[HACK] Ordering to priorities "shuffle-split"#6051
Conversation
|
cc @eriknw
…On Tue, Mar 31, 2020 at 7:29 AM Mads R. B. Kristensen < ***@***.***> wrote:
This PR is a HACK to do *breadth first* ordering of shuffle-split tasks.
The scheduling policies of Dask is *depth-first* generally speaking,
which works great in most cases. However, it can increase the memory usage
significantly when we are splitting the output of a task into many small
task (like in rearrange_by_column_tasks()
<https://github.com/dask/dask/blob/fa63ce13ee1773d2042654a26a479bce932f292e/dask/dataframe/shuffle.py#L423>'s
shuffle-group and shuffle-split tasks). In this case *depth-first* delays
the freeing of shuffle-group until the end of the *shuffling*, which uses
much more memory than a *breadth first* ordering where all the
shuffle-split tasks are finished immediately and the output of
shuffle-group can be freed before continuing.
This is a HACK please don't merge.
cc. @rjzamora <https://github.com/rjzamora>, @beckernick
<https://github.com/beckernick>
------------------------------
You can view, comment on, or merge this pull request online at:
#6051
Commit Summary
- order(): added hack to priorities "shuffle-split"
File Changes
- *M* dask/order.py
<https://github.com/dask/dask/pull/6051/files#diff-d26fc8ea46375896e990e8f20828457f>
(9)
Patch Links:
- https://github.com/dask/dask/pull/6051.patch
- https://github.com/dask/dask/pull/6051.diff
—
You are receiving this because you are subscribed to this thread.

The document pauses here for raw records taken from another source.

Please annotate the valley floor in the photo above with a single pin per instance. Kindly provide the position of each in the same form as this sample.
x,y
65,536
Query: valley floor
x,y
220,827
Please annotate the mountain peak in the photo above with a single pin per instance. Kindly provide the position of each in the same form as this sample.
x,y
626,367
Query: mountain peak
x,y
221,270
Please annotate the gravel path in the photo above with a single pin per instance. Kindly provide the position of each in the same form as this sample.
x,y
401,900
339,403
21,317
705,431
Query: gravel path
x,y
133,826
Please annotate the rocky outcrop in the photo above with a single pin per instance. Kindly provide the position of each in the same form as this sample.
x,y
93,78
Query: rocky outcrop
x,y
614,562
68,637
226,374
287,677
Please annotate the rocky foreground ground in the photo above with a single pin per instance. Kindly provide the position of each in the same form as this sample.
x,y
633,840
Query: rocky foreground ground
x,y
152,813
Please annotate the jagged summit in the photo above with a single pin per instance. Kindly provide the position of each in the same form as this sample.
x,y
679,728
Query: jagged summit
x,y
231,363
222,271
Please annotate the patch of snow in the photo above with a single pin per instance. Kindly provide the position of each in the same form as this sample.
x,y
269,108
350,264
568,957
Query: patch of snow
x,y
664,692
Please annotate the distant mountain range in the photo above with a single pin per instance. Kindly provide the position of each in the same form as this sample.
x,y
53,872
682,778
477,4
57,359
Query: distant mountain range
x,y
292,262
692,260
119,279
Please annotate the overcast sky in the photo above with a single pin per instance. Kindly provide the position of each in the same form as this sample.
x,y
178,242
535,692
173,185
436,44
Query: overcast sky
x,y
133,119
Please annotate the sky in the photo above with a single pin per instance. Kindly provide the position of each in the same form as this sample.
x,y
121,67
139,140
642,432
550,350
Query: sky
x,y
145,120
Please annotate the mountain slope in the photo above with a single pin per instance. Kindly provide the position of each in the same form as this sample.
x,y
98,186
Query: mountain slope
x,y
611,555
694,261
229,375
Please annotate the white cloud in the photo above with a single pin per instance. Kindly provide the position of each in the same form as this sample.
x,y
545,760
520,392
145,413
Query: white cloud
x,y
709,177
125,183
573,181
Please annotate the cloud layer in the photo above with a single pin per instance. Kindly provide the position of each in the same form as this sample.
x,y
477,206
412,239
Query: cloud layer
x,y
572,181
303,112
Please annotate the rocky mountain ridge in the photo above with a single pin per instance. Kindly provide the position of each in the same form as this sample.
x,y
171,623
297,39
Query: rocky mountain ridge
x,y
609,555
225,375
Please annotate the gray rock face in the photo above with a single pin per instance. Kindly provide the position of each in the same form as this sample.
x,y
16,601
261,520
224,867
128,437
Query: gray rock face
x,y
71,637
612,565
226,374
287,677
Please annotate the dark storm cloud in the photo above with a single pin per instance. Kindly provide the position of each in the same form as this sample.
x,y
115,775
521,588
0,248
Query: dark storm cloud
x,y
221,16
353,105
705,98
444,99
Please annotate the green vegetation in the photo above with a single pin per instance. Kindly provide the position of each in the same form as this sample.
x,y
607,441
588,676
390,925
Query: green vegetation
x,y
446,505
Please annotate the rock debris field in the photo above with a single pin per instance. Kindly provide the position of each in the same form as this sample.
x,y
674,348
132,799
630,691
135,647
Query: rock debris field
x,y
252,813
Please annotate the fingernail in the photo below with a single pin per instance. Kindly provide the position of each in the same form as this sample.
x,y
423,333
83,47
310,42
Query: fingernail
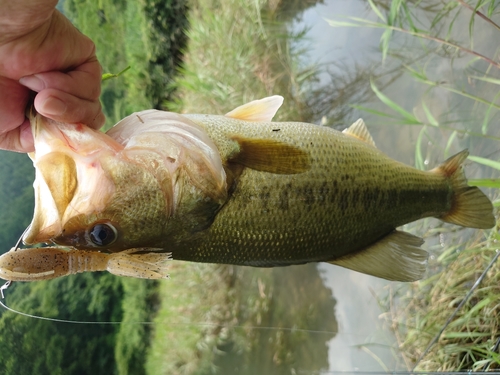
x,y
32,82
53,106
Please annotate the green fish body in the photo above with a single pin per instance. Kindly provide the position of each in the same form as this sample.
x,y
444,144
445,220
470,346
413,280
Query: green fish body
x,y
240,189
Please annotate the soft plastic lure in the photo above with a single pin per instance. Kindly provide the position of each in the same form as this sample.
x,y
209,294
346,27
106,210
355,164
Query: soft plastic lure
x,y
45,263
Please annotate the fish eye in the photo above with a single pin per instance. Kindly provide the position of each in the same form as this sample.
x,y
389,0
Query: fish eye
x,y
103,234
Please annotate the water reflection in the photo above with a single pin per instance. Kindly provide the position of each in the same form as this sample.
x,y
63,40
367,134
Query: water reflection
x,y
300,315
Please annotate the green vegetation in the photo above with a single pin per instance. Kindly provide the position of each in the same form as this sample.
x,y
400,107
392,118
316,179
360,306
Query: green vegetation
x,y
238,51
447,32
146,35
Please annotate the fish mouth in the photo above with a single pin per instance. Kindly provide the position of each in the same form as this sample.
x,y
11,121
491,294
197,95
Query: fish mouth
x,y
67,163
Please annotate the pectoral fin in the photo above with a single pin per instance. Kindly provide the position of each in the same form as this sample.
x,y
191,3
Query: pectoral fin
x,y
141,266
268,155
257,110
360,131
397,257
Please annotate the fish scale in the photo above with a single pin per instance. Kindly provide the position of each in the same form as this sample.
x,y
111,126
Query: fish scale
x,y
233,189
351,196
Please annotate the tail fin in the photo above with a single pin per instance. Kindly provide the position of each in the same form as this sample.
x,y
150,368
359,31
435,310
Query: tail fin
x,y
470,207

Reply to this email directly, view it on GitHub
<#6051>, or unsubscribe
<https://github.com/notifications/unsubscribe-auth/AACKZTCKNEOOTTIU5SLT7M3RKH46HANCNFSM4LXTEZLA>
.
|
|
I can confirm that this helps dramatically for our problematic use case. What is the path forward to officially enable an optional breadth-first execution? |
|
@madsbk can you share a code snippet that exercises this, and perhaps a a couple graphs of |
|
@TomAugspurger I'll provide a clean example in a gist as soon as I can |
|
@TomAugspurger do you expect this to change the task graph itself, or just the order of execution? Visually, these should be the same before and after, right? cc @rjzamora |
|
Just the order of execution. The |
|
The following example task graph visualizations come from the code snippet at the bottom. This snippet just creates a dataset and runs hash-based repartitioning. One is from this PR, one is from the current release (2.13). Apologies in advance that they use a GPU. This is the current execution order: This is the execution order on this PR: These were generated from the following code snippet: import sys
import dask_cudf
import cudf
filename = sys.argv[1]
df = cudf.datasets.randomdata(100000)
ddf = dask_cudf.from_cudf(df, 10)
ddf = ddf.repartition(columns="id")
ddf.visualize(
color="order", cmap="autumn", node_attr={"penwidth": "4"},
filename=f"{filename}"
) |
|
Thanks. Is In [1]: import dask.datasets
In [2]: ts = dask.datasets.timeseries()
In [3]: result = ts.set_index("id")We shouldn't need anything with a cluster / distributed, since this is the static ordering done prior to sending the task graph to the scheduler. Edit: the task graph from my example looks quite different, so it may not be representative of the original problem. |
|
Ah, right. Good point on not needing the cluster 😄 This operation is similar in nature to |
|
@TomAugspurger - A good dask-only reproducer is something like this: import dask.dataframe as dd
import pandas as pd
import numpy as np
size = 48
df = pd.DataFrame(
{
"index": np.random.choice(list(range(4)), size),
"a": np.arange(size),
}
)
ddf = dd.from_pandas(df, npartitions=4)
result = dd.shuffle.rearrange_by_divisions(
ddf, "index", (0, 1, 2, 3, 4), shuffle="tasks"
)Note that the |
dask/order.py
Outdated
| # TODO: Hack to priorities "shuffle-split" | ||
| shuffle_split_keys = [] | ||
| for k in result.keys(): | ||
| if len(k) > 0 and "shuffle-split" in k[0]: |
There was a problem hiding this comment.
What about using a general label that any API or user could add to the key of a task? For example, something like "dsk-prioritize":
# Prioritize tasks with "dsk-prioritize" annotation
for k in list(result.keys()):
if k and "dsk-prioritize" in k[0]:
result[k] = 0I know you mentioned off-line that the best general solution would be to annotate the priority within the task. Is this what you had in mind - or something more sophisticated? I guess the specific priority could also be included in the annotation if the user/api wants really fine-grained control.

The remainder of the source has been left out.